Leucocyte and erythrocyte numbers vary a little due to collection method (some small amount of blood may be expected in a cytocentesis sample), but generally around 0-5 cells per high power (x400) field is acceptable.
Casts
Casts are formed from secreted Tamm-Horsfall protein in the tubule, cells, or a mixture of the two. In health the amount of Tamm-Horsfall protein is insufficient to read as a positive result on urine dipsticks. Where there is a process that slows transit of urine through the tubules, the number and nature of casts may alter as this allows a more formed cylindrical cast to be made and any cells, dying cells or cell breakdown products to be impressed into it. Generally low numbers of casts may be disregarded, although waxy casts are always regarded with suspicion. What the cast does is allow a snapshot of events occurring high in the tubule--thus, red cell casts correspond with renal haematuria rather than haemorrhage from cystitis, and white cell casts with pyelonephritis.
Crystals
Crystals in urine sediment are a frequent finding, and are not necessarily pathological. Their formation is dependent on numerous factors including pH, solute type and concentration and temperature. Further factors such as the presence of a nidus (e.g., bacteriuria) may influence the formation of calculi, although calculus type and the crystals present in the urine on a point sample may not match.
Crystals may form a recognisable geometric habit or may be more amorphous; identification in the latter case is more difficult and may depend on proving solubility at different pHs.

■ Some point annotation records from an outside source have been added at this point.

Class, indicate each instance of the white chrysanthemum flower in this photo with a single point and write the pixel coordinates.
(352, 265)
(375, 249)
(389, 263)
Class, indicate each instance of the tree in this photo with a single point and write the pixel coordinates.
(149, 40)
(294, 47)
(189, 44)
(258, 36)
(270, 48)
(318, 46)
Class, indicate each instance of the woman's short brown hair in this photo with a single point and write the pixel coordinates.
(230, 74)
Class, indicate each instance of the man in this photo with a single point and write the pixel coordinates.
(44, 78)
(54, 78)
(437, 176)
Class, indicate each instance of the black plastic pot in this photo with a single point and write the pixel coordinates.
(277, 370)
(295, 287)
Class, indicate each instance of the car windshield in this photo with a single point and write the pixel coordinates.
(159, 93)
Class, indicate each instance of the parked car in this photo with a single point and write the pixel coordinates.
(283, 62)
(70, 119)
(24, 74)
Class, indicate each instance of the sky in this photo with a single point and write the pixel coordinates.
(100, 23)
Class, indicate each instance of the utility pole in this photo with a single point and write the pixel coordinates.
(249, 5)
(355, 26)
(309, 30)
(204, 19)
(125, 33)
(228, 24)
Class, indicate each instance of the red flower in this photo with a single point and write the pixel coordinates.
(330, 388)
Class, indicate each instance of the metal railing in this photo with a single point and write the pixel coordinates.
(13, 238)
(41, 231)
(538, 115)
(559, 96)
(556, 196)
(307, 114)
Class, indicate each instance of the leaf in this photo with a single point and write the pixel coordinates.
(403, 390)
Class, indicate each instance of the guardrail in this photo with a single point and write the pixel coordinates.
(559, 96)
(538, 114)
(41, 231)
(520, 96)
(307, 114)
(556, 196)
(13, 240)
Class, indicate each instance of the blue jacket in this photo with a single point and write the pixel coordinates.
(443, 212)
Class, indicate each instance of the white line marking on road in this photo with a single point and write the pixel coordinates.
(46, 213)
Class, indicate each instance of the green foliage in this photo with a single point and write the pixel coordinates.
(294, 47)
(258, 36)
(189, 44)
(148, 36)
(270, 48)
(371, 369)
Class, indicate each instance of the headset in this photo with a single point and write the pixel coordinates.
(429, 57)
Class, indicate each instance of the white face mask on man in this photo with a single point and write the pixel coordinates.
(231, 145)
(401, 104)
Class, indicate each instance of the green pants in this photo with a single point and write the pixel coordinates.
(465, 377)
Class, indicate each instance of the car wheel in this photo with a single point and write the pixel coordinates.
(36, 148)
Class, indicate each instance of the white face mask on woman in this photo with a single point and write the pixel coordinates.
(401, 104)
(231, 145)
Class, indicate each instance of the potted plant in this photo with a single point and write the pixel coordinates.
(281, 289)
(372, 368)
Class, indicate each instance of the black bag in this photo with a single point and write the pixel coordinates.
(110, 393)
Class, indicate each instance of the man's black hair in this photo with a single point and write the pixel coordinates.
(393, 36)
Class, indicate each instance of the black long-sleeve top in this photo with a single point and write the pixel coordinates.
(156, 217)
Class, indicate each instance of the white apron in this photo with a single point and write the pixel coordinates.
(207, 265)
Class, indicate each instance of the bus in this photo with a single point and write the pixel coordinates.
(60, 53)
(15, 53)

Common crystals such as struvite may be an incidental finding in healthy carnivores, and over-interpretation should be avoided. Calcium carbonates are expected in lagomorphs. In other instances, even low numbers of a certain crystal type should be concerning--calcium oxalate monohydrate crystals may be associated with ethylene glycol poisoning, and should prompt a rapid investigation of this possibility. Other crystals have strong correlations with medical conditions, e.g., ammonium biurate is associated with poor liver function/portosystemic shunting.
Other Findings
As well as cells, crystals and casts, organisms, lipid droplets and spermatozoa are commonly identified in sediment. The presence of bacteriuria with inflammation is consistent with urinary tract infection assuming a sterile collection technique. Bacteria without inflammation are commonly seen as contaminants and less frequently in immunosuppressed animals, hyperadrenocorticism being the most commonly encountered cause.
Summary
In summary, there is a great deal of information available from urine analysis in practice with minimal equipment. Careful sample collection and efforts to standardise techniques give the best results.